Crutcher said he believes the culprit was someone from within the Wheaton College community, because the Jewish Life House is not marked.
For Tobin and her housemates, the graffiti was cause for serious alarm, especially because one of the women had heard someone yelling anti-Semitic remarks at their windows in the early hours of the Saturday before the graffiti appeared. They were too scared to sleep in their house Sunday night. The college dispatched campus security to patrol the house between 11 p.m. and 7 a.m. each night after that. Tobin said she is still fearful of walking around campus at night.
But in the ensuing days, Tobin said she has felt a swell of support from peers and faculty. A campus community meeting in the school’s chapel drew more than 600 people. Dozens gathered on a Saturday night for a potluck dinner aimed to bring together disparate campus groups. A women’s sports team, Crutcher said, took to writing words of encouragement and welcoming in multicolored chalk on the campus’s asphalt sidewalks.
One sophomore, Lydia Hill, said professors have been willing to incorporate discussions about the anti-Semitic graffiti into lesson plans. In one class, an anthropology seminar taught by Donna Kerner, students brainstormed an idea: They wanted to start a campaign on Facebook to highlight the campus’ all-encompassing diversity.

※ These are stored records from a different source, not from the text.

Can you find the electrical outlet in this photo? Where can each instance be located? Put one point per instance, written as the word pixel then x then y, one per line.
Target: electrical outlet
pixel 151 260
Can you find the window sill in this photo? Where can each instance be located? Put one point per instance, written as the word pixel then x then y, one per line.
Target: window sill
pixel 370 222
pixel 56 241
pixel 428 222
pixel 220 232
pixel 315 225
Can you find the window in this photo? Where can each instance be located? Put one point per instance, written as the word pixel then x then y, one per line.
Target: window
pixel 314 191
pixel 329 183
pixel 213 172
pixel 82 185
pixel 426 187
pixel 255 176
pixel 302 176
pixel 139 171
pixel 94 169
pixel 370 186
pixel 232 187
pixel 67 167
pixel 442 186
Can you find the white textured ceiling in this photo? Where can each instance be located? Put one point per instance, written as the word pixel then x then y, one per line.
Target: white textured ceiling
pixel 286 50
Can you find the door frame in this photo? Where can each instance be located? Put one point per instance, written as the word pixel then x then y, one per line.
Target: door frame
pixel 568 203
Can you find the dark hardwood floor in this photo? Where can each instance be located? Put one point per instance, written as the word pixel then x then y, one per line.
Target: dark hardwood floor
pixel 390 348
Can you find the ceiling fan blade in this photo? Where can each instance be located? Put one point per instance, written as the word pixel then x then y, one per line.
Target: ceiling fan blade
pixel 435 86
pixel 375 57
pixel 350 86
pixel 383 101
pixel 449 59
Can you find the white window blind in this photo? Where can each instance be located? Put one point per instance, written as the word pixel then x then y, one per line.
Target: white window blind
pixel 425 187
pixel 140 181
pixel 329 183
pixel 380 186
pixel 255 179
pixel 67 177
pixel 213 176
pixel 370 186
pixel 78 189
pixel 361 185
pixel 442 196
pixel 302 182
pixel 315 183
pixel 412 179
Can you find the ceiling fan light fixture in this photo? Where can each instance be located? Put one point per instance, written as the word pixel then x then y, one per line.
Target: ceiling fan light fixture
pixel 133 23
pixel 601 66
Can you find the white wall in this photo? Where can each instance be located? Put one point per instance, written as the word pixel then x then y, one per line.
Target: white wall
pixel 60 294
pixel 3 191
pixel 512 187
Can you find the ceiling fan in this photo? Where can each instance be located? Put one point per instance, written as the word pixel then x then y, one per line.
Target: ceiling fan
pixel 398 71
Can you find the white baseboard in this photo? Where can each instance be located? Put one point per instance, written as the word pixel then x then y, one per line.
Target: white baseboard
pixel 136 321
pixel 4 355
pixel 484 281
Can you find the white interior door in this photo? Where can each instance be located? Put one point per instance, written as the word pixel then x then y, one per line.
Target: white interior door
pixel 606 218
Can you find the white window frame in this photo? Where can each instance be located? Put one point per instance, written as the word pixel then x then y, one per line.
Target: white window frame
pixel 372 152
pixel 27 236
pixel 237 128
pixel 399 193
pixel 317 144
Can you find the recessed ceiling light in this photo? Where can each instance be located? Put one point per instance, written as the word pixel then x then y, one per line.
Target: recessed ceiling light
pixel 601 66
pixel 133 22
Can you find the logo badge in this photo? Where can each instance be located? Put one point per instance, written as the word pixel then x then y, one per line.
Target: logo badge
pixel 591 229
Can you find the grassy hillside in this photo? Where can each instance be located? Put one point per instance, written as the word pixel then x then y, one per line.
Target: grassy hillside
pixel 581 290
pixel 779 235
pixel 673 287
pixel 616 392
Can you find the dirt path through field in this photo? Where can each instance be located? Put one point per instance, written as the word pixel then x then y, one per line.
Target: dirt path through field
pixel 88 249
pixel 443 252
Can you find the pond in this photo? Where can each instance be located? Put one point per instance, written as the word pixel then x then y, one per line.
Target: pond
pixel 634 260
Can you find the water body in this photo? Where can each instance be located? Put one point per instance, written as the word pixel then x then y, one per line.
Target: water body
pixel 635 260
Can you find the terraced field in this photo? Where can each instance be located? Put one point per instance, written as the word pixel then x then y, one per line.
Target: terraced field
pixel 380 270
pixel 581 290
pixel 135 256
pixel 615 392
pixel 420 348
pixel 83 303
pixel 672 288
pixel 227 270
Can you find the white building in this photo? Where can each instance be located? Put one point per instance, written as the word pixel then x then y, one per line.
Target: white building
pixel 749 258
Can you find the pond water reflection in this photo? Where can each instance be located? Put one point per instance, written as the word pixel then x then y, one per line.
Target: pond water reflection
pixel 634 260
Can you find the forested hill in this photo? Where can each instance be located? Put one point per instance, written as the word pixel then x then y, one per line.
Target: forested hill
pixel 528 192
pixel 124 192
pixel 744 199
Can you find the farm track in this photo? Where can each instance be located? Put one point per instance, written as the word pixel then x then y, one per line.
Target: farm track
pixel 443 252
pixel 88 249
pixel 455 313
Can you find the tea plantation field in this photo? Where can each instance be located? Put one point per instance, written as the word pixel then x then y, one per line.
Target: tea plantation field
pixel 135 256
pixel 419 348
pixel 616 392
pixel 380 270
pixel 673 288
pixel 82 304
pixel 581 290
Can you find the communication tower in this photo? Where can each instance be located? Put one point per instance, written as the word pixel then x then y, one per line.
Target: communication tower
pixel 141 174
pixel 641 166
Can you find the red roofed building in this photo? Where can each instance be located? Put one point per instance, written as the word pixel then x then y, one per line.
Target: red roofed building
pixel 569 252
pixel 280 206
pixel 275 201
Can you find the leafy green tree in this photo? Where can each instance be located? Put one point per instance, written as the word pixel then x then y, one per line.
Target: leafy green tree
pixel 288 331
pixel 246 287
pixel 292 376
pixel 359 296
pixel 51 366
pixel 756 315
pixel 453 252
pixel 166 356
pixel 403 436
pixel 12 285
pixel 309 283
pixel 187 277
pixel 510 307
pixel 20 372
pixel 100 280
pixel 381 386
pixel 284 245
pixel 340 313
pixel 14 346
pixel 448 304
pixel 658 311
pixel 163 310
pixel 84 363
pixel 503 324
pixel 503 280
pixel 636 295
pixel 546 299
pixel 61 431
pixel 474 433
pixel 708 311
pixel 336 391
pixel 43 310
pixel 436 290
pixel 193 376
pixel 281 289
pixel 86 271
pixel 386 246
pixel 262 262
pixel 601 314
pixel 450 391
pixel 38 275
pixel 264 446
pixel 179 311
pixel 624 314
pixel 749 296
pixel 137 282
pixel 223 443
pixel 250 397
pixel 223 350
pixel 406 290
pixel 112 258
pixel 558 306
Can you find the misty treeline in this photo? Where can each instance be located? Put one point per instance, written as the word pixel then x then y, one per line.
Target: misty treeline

The campaign, dubbed “We Are Wheaton,” features more than 100 uploaded photos of students, faculty, and staff holding up signs that read: “We are Wheaton. I am ___. And I am equal.”
Participants inserted their own self-descriptions: “Jewish,” “Catholic,” “a feminist,” “Egyptian,” “a Kentuckian.”
“This is a reminder that no matter what values we espouse and write down, if we don’t all live those values every day, things like this can happen,” Crutcher said.
Still, there have been tensions in the days since the discovery of the graffiti. Because of a miscommunication with campus administrators, Tobin said, the graffiti was painted over the next day. Tobin had wanted it to stay up, at least for a little while, as a reminder to the campus community of the vitriolic nature of the markings.
“I think it would have been powerful,” she said. “A picture is one thing. Standing there and seeing it is something else.”
And at some points, Tobin has questioned whether all members of campus understand that the graffiti was not just a mere act of vandalism, but a hate crime aimed at a religious group. But she’s hoping the incident will serve as an opportunity for her peers to gain a greater sense of awareness.
“It’s pretty tragic that something on this level had to happen for the campus to respond like this,” Tobin said. “But I think something good will come out of this.”